More than a year ago, the Disease Management Care Blog posted a prediction. It said that the key to achieving improved population-based outcomes at lower cost will lie in the combined five-fold synergies of: 1) Ver 2.0 care/disease management, 2) the patient centered medical home (PCMH), 3) provider pay-for-performance (P4P), 4) the electronic medical record (EMR) and 5) consumer directed health plans. It turns out that the DMCB was slightly wrong in several domains. It's not necessarily just 'pay for performance' but flexible provider compensation that includes enhanced fee-for-service, risk-adjusted capitation, P4P and gain sharing. It's not just the EMR, but EHRs plus decision support and registries. And it's not consumer directed health plans but value based insurance designs (VBID).What is VBID? It's any commercial insurance product that includes adjustments of patients' out-of-pocket costs and provider reimbursement for specific services based on their clinical benefit. The greater the benefit to the patient, the lower that patient's cost share and the higher the provider payment. It can be tailored to certain services (for example, lipid testing) and/or for certain conditions (diabetes mellitus) and/or condition severity (enrollees with recurrent hospitalizations) and/or level of participation (in care management). It's not necessarily easy to implement, since there are Federal and State regulations to consider, the possibility of employee push-back over perceptions of unfairness, a still evolving business model and questionable scalability across a network.

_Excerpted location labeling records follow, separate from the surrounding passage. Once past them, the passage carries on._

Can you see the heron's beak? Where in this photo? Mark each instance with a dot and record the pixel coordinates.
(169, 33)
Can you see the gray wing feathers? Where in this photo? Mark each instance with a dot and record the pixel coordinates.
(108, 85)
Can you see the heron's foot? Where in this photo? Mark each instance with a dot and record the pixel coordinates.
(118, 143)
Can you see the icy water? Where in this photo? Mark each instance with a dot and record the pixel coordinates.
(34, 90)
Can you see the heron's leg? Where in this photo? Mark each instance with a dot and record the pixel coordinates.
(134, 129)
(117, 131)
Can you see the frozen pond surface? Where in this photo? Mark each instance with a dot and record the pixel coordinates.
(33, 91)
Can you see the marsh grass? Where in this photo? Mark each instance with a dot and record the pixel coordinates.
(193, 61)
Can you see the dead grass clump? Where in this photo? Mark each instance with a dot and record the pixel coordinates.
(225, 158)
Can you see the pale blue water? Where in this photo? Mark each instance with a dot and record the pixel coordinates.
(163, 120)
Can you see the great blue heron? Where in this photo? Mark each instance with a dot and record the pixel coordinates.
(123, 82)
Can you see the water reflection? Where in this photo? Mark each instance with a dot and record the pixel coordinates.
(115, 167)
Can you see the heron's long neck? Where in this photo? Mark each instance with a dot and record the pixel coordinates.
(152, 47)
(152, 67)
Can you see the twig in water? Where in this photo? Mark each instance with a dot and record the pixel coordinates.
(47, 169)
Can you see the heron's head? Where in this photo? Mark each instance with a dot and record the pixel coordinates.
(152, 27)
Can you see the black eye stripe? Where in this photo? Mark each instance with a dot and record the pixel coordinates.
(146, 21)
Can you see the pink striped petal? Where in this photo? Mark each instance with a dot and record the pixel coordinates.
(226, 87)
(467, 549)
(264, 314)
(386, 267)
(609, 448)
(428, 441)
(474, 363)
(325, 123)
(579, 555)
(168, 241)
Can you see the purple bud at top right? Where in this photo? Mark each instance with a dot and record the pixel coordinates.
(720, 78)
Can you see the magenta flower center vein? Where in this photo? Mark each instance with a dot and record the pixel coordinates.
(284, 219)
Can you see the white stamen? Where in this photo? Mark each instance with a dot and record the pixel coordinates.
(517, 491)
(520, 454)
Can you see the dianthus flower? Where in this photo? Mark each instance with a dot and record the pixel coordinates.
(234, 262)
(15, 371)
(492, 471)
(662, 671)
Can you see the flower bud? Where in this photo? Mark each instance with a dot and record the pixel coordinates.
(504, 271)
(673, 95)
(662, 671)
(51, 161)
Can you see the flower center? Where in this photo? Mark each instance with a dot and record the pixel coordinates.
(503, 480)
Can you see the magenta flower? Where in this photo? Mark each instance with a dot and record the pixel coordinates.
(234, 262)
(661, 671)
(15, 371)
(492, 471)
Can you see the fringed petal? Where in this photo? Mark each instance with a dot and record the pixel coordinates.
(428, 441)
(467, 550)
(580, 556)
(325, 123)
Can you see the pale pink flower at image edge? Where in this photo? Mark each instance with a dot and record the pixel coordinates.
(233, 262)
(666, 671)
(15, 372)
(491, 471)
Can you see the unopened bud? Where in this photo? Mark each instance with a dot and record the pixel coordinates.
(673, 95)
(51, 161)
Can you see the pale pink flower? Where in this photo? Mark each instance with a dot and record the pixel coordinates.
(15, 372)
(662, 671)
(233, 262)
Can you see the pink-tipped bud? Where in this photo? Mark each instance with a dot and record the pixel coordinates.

VBID was an important topic that was discussed by Mark Fendrick at the Patient Centered Primary Care Collaborative Stakeholder's meeting that was held in Washington DC on March 30. His presentation (the PowerPoint is not yet available on line) was timed to match the release of this PCPCC white paper. It's worth downloading and reading. It describes in some detail how the PCMH and VBID can be integrated through reduced patient out-of-pocket expenses for medical home-based visits as well as for referrals coordinated by the medical home, increased health reimbursement/savings accounts to pay for medical home services and co-pay tiering that favors testing and medications ordered by medical home team members.
The March 30 meeting also featured Dr. Blumenthal of ONC, who spoke rather extensively about the synergies of health information technology (HIT) and the medical home. Unlike discussion of VBID, however, there was little else that was particularly new in this discussion, including the assertion that this time, and we really REALLY mean it this time, that "meaningful use" combined with luster of federal funding will cause all those hold-out physicians relent and spend tens of thousands on an outpatient EHR.
And maybe at a next PCPCC confab, it'll be realized that PCMH-VBID or PCMH-HIT dyads are only the beginning.